In [1]:
# importing required libraries
import torch.nn as nn
import torch
import torch.nn.functional as F
import math,copy,re
import warnings
import pandas as pd
import numpy as np
import seaborn as sns
import matplotlib.pyplot as plt


# generate tensor of word embeddings for all possible words used (the vocabulary)
# can be used to turn each input word to a vector, only done at first encoder
class Embedding(nn.Module):
    def __init__(self, vocab_size, embed_dim):
        super(Embedding, self).__init__()
        # embed will be tensor of size vocabulary * dim of embedding
        # each word can reference this array to get the respective embedding
        self.embed = nn.Embedding(vocab_size, embed_dim)
        
    def forward(self, x):
        # generates vector of size batch_size * sentence_len * embed_dim
        return self.embed(x)
    
    
# generate and add positional encoding vectors to embedding vectors    
class PositionalEncoding(nn.Module):
    def __init__(self,max_seq_len,embed_model_dim):
        super(PositionalEncoding, self).__init__()
        self.embed_dim = embed_model_dim
        pe = torch.zeros(max_seq_len,embed_model_dim)
        
        for i in range(0,max_seq_len):
            for j in range(0,embed_model_dim):
                if (j % 2 != 0):
                    pe[i, j] = math.sin(i / (10000 ** ((2 * j)/embed_model_dim)))
                else:
                    pe[i, j] = math.cos(i / (10000 ** ((2 * (j))/embed_model_dim)))
        pe = pe.unsqueeze(0)
        
        # register as buffer so it is tracked correctly
        self.register_buffer('pe', pe)


    def forward(self, x):
        # scale
        x = x * math.sqrt(self.embed_dim)
        # add positional encoding using autograd 
        x = x + torch.autograd.Variable(self.pe[:,:x.size(1)], requires_grad=False)
        return x
    
    


In [2]:
class SelfAttention(nn.Module):
    # initialize sizes of num heads, sentence size, etc
    # create linear mappings for different tensors that will be computed
    def __init__(self, embed_dim=512, heads=8):
        super(SelfAttention, self).__init__()
        # need to both be integers
        self.embed_dim = embed_dim
        self.heads = heads
        
        self.head_dim = embed_dim // heads

        
        # create tensors for the values/keys/queries to be used
        self.values = nn.Linear(embed_dim, embed_dim)
        self.keys = nn.Linear(embed_dim, embed_dim)
        self.queries = nn.Linear(embed_dim, embed_dim)
        
        # fully connected layer
        self.fully_connected_layer = nn.Linear(embed_dim, embed_dim)
        
    # get value, key, queries tensors
    def generate_tensors(self, values, keys, query, N):
        # fill tensors with values, keys,queries
        values = self.values(values)  
        keys = self.keys(keys)
        queries = self.queries(query)

        # split embedding into num self.heads different pieces for val, key, queries
        values = values.reshape(N, values.shape[1], self.heads, self.head_dim)
        keys = keys.reshape(N, keys.shape[1], self.heads, self.head_dim)
        queries = queries.reshape(N, query.shape[1], self.heads, self.head_dim)
        
        return values, keys, queries
    
    # run calculations on keys, queries, values
    # mult queries by keys for diff words
    def mat_mult(self, values, keys, query, mask, queries, N):
        
        q_k = torch.einsum("nqhd,nkhd->nhqk", [queries, keys])

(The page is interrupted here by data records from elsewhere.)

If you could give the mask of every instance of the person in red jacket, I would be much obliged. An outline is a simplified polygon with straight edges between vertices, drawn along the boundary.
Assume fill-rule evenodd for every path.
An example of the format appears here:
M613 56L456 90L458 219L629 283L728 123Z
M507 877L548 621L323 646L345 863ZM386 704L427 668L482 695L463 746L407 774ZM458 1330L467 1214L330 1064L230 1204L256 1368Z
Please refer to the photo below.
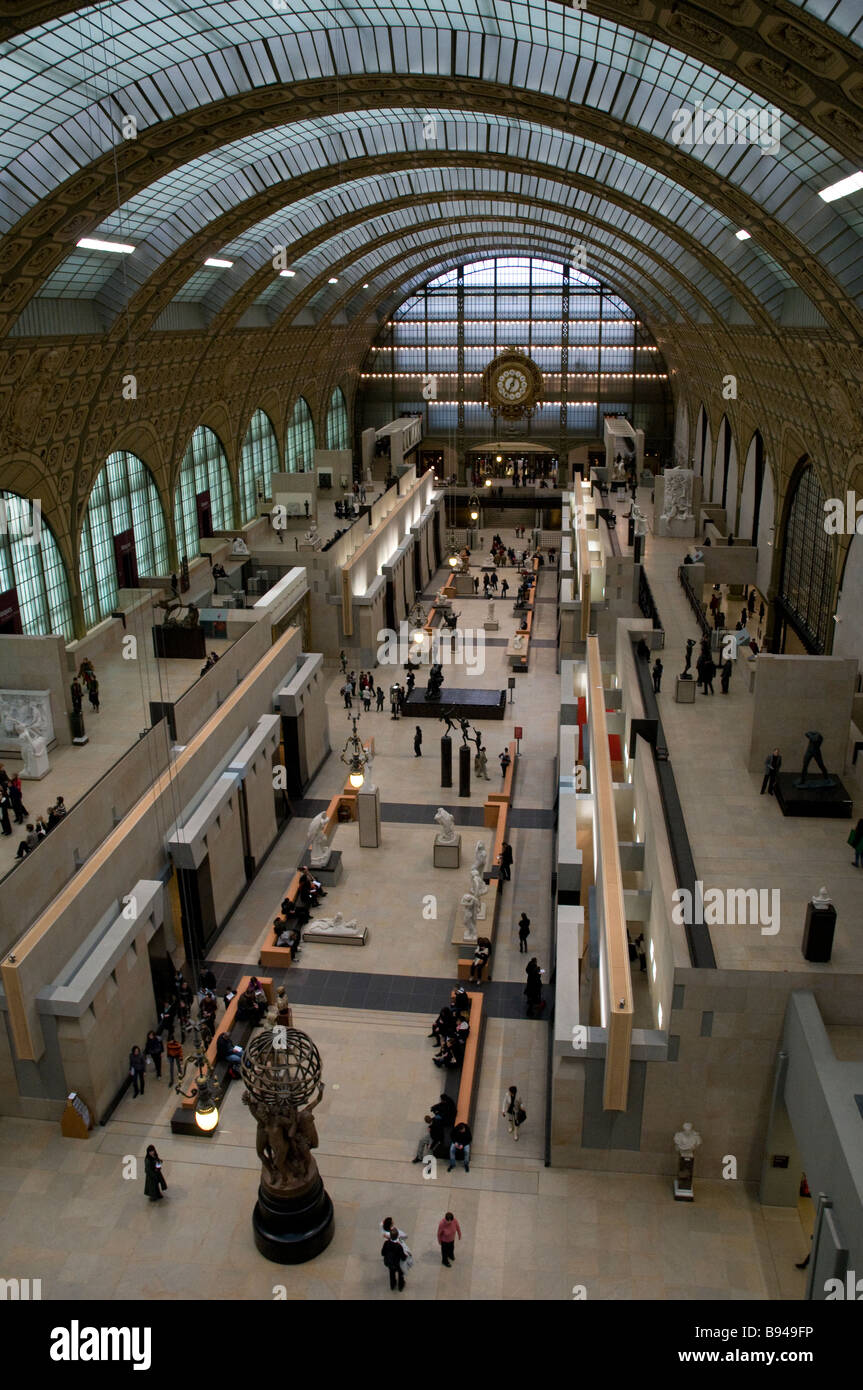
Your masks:
M451 1211L448 1211L439 1222L437 1228L438 1245L440 1246L441 1264L449 1269L451 1262L455 1259L455 1238L461 1240L461 1226L456 1221Z

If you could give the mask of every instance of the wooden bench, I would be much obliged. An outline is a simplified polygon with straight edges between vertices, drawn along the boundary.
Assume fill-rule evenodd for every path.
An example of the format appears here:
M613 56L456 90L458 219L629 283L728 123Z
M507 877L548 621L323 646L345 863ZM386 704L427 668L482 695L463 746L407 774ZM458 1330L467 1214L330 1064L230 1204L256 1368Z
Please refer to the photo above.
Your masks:
M491 939L491 938L489 938L489 939ZM488 967L489 967L490 964L491 964L491 957L489 957L489 959L485 962L485 965L482 967L482 980L483 980L483 983L484 983L484 984L487 983L487 982L491 979L491 975L489 975L489 973L488 973ZM460 961L459 961L459 963L458 963L458 978L459 978L460 980L469 980L469 979L470 979L470 970L471 970L471 966L472 966L472 965L473 965L473 957L472 957L472 956L471 956L470 960L460 960Z
M452 600L453 600L453 599L455 598L455 596L456 596L456 593L455 593L455 573L451 574L450 577L449 577L449 579L446 581L446 583L441 585L441 592L442 592L443 594L445 594L445 596L450 600L450 602L452 602ZM424 626L424 628L423 628L423 632L426 634L426 636L427 636L429 639L431 639L431 638L433 637L433 635L434 635L434 620L435 620L436 616L437 616L437 605L433 603L432 606L431 606L431 608L429 609L428 617L427 617L426 620L425 620L425 626Z
M503 786L499 792L489 792L483 807L483 825L487 830L493 830L497 826L497 812L494 807L499 802L504 802L507 806L512 805L513 789L515 786L515 764L517 759L516 749L518 744L515 739L507 744L509 753L509 767L503 779Z
M464 1045L464 1060L458 1076L458 1099L456 1100L457 1125L470 1125L479 1090L479 1063L482 1053L482 1033L485 1027L483 1016L483 997L468 990L470 999L470 1033ZM471 1125L471 1128L473 1126Z
M215 1033L213 1034L213 1040L210 1043L210 1046L207 1048L207 1061L210 1063L210 1066L214 1070L216 1067L216 1048L218 1047L219 1038L223 1033L230 1033L231 1029L236 1023L237 1005L240 1002L240 995L243 994L249 988L251 979L251 975L244 975L243 978L240 980L240 983L237 985L237 992L234 995L228 1007L226 1008L222 1021L216 1029ZM274 997L272 980L267 978L266 976L259 975L258 983L260 984L261 989L264 991L264 994L267 996L267 1003L272 1004ZM470 1041L470 1039L468 1039L468 1041ZM227 1089L224 1084L225 1079L221 1077L220 1081L222 1082L222 1094L224 1095L224 1092ZM182 1108L184 1110L194 1110L195 1105L197 1104L197 1100L197 1096L184 1096L182 1101Z

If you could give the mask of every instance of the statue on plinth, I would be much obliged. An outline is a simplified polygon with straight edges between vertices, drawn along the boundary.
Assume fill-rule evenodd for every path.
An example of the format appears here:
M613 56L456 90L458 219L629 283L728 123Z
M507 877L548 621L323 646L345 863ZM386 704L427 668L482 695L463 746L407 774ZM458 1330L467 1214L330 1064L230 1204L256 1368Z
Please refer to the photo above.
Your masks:
M686 1191L692 1189L692 1173L695 1167L695 1150L701 1144L701 1135L692 1128L689 1120L686 1120L683 1128L679 1129L674 1136L674 1147L677 1150L677 1178L675 1187L681 1187Z
M690 520L692 517L692 469L666 468L663 477L665 478L665 511L662 513L661 520Z
M629 515L634 523L634 534L636 536L646 536L647 517L644 515L644 512L641 510L637 502L633 502L632 507L630 508Z
M440 845L454 845L458 836L455 828L455 816L449 811L445 811L443 806L438 806L435 811L435 825L440 826L437 834L437 841Z
M477 840L477 842L476 842L476 849L474 850L474 854L473 854L473 863L471 864L471 867L470 867L471 873L473 873L473 871L476 869L478 873L484 874L484 873L485 873L485 866L486 866L487 861L488 861L488 848L487 848L487 846L486 846L486 844L485 844L485 841L483 841L483 840Z
M480 909L480 901L475 893L463 893L459 898L462 910L462 922L464 923L465 941L476 941L476 919Z
M323 869L329 862L330 843L326 827L327 813L321 811L309 826L309 863L314 869Z
M520 652L520 651L523 651L523 650L524 650L524 633L523 633L523 632L517 632L517 633L515 634L515 636L513 637L513 639L512 639L512 649L513 649L514 652Z
M835 787L836 778L830 776L830 773L824 766L824 759L821 756L821 745L824 742L824 735L820 734L817 729L810 729L806 737L809 742L806 745L803 770L794 783L795 787L806 788L808 791L826 791L829 787ZM822 775L820 777L810 777L807 780L806 774L809 770L809 764L812 762L821 770Z
M427 700L439 700L440 688L443 685L443 670L439 661L436 661L429 671L428 684L426 685L425 698Z
M21 769L22 777L38 778L44 777L48 771L48 746L41 734L37 734L29 725L15 724L15 733L18 737L18 747L21 752L21 760L24 763Z
M313 922L305 928L306 932L318 932L327 936L362 936L363 928L357 926L356 917L351 917L345 921L341 912L336 912L332 917L316 917Z
M692 676L689 674L689 668L690 668L690 666L692 665L692 652L693 652L694 648L695 648L695 638L694 638L694 637L687 637L687 639L686 639L686 665L684 666L683 670L682 670L681 673L680 673L680 679L681 679L682 681L691 681L691 680L692 680Z
M449 594L444 593L443 589L438 589L434 596L434 606L441 613L445 613L447 609L452 608L452 599Z

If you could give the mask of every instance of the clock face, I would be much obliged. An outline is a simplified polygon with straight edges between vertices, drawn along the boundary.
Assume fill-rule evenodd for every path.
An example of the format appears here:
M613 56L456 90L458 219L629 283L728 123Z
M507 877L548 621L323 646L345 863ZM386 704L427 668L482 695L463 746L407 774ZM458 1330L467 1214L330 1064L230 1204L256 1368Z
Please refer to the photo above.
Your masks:
M521 367L504 367L498 373L495 389L501 400L516 404L524 400L530 389L526 374Z

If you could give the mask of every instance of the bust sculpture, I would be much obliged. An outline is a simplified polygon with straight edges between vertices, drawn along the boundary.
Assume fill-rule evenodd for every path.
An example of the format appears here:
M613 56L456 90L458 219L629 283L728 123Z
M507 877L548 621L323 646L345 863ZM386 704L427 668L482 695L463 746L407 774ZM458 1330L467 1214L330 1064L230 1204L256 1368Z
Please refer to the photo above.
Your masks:
M435 825L440 826L437 835L438 843L442 845L455 844L458 838L455 829L455 817L450 815L449 811L445 811L443 806L438 806L434 818Z
M438 589L434 596L434 606L443 612L447 608L452 608L452 599L444 593L443 589Z
M242 536L235 536L233 541L231 542L231 554L248 555L248 553L249 547L246 545L246 542L243 540Z
M309 826L309 863L315 869L322 869L329 861L330 845L326 834L327 813L315 816Z
M485 841L477 840L476 849L473 853L473 863L471 864L470 869L471 873L473 873L474 869L476 869L480 874L484 874L487 861L488 849L486 847Z
M475 898L484 898L488 892L488 884L484 881L479 869L473 868L470 871L470 891Z
M426 685L425 697L427 700L439 700L440 688L443 685L443 669L439 661L436 661L429 670L428 683Z
M494 622L494 599L493 599L493 598L490 598L489 601L488 601L488 613L487 613L487 615L486 615L486 622L487 622L487 623L493 623L493 622Z
M691 1159L695 1150L701 1144L701 1135L693 1129L689 1120L685 1120L683 1128L679 1129L674 1136L674 1147L682 1158Z
M817 729L810 729L807 732L806 737L809 741L806 744L806 755L803 759L803 770L800 773L800 776L798 777L797 781L794 783L795 787L807 787L810 791L820 791L827 787L835 787L836 778L830 776L830 773L824 766L824 759L821 756L821 745L824 742L824 735L819 733ZM821 776L812 777L807 780L806 774L809 771L809 764L812 762L814 762L815 766L820 769Z
M517 632L517 633L515 634L515 636L513 637L513 639L512 639L512 649L513 649L514 652L520 652L520 651L523 651L523 650L524 650L524 633L523 633L523 632Z
M459 898L462 910L462 922L464 923L465 941L476 941L476 918L479 912L480 902L473 893L463 893Z
M15 724L15 733L18 736L18 746L24 763L21 776L44 777L48 771L48 752L44 738L40 734L34 733L29 726L18 723Z
M311 1038L285 1030L285 1047L273 1045L273 1033L258 1034L243 1053L243 1102L258 1122L256 1149L264 1193L283 1196L317 1178L312 1149L318 1134L312 1111L323 1099L321 1059ZM315 1094L316 1093L316 1094ZM304 1100L315 1094L305 1109Z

        # apply mask so that weights become 0
        if mask is not None:
            q_k = q_k.masked_fill(mask == 0, float("-1e20"))

        # normalize out values so that they sum to 1 anddivide by scaling factor
        # directly from youtube video
        attention = torch.softmax(q_k / (self.embed_dim ** (1 / 2)), dim=3)

        # mat multiply calculated attention by the values
        attention = torch.einsum("nhql,nlhd->nqhd", [attention, values])
        
        # reshape to get rid of extra dimensions
        attention = attention.reshape(
            N, query.shape[1], self.heads * self.head_dim
        )

        # run attention through fully connected layer 
        attention = self.fully_connected_layer(attention)

        return attention
        
    # combine it all together
    def forward(self, values, keys, query, mask=None):
        values, keys, queries = self.generate_tensors(values, keys, query, query.shape[0])
        return self.mat_mult(values, keys, query, mask, queries, query.shape[0])

In [3]:
# connects transformers' noramlization and attention calculations
class TransformerBlock(nn.Module):
    def __init__(self, embed_dim, expansion_factor=4, heads=8, dropout=0.2):
        super(TransformerBlock, self).__init__()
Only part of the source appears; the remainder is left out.